U.S. patients have been using Groupons to keep their medical costs down — a trend that elicited shock and dismay from the medical community on Twitter, according to a Kaiser Health News report. 

The medical Groupons, which have been around for years, have been especially popular for outpatient imaging services, preventive scans, dental work and eye care. They are often used by uninsured patients. 

The coupons, while offering patients a good and predictable price, signal that the U.S. healthcare system is broken, according to Paul Ketchel,  founder of MDsave, a site that offers discount price vouchers to patients. 

Mr. Ketchel said that the use of Groupons and the success of his own company reflect the general lack of price transparency in the industry and the growing cost responsibility placed on patients. 

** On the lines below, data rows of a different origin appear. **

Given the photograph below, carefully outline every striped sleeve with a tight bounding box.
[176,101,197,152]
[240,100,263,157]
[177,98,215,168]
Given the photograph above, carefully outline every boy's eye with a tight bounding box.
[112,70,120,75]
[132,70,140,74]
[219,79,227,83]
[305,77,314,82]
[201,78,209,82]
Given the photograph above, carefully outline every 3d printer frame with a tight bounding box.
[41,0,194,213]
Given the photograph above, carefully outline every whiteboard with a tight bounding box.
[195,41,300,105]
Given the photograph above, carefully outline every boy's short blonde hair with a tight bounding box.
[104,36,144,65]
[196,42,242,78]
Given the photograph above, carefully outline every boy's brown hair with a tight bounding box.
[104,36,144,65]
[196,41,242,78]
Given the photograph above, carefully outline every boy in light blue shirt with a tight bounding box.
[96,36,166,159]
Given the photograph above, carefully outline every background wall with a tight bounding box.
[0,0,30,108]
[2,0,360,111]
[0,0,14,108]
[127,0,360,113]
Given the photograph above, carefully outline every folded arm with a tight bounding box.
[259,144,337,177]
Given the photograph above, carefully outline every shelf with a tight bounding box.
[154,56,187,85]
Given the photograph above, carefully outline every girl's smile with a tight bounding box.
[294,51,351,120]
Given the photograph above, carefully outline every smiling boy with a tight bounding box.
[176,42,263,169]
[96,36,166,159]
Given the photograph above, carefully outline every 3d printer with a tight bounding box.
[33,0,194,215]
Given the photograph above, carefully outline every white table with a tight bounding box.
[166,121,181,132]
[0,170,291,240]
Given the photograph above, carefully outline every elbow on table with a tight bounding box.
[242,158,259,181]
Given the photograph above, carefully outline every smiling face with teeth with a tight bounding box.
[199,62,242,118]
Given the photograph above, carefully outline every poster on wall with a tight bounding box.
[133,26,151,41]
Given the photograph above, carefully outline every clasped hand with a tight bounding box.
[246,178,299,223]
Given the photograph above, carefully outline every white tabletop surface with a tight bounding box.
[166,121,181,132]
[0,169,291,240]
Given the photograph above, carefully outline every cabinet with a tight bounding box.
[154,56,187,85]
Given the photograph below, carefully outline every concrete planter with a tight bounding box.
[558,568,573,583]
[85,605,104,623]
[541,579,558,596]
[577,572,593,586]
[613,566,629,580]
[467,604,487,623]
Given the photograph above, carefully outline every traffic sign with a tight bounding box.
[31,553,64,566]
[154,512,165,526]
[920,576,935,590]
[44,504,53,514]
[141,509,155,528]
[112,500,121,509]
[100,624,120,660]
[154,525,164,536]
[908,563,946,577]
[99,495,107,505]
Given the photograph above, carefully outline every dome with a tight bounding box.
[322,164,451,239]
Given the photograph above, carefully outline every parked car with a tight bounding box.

Supporters of medical Groupons say they offer patients cost-saving deals, more pricing transparency and control over their healthcare bills. Without the coupons, they would have to comparison shop among several hospitals and outpatient providers. 

But using Groupons for healthcare may also pose risks, Andrew Bierhals, PhD, a radiology safety expert at St. Louis-based Washington University told Kaiser Health News. 

Dr. Bierhals warned that the deals may be leading patients to spend money on tests that expose them to radiation and may be unnecessary.  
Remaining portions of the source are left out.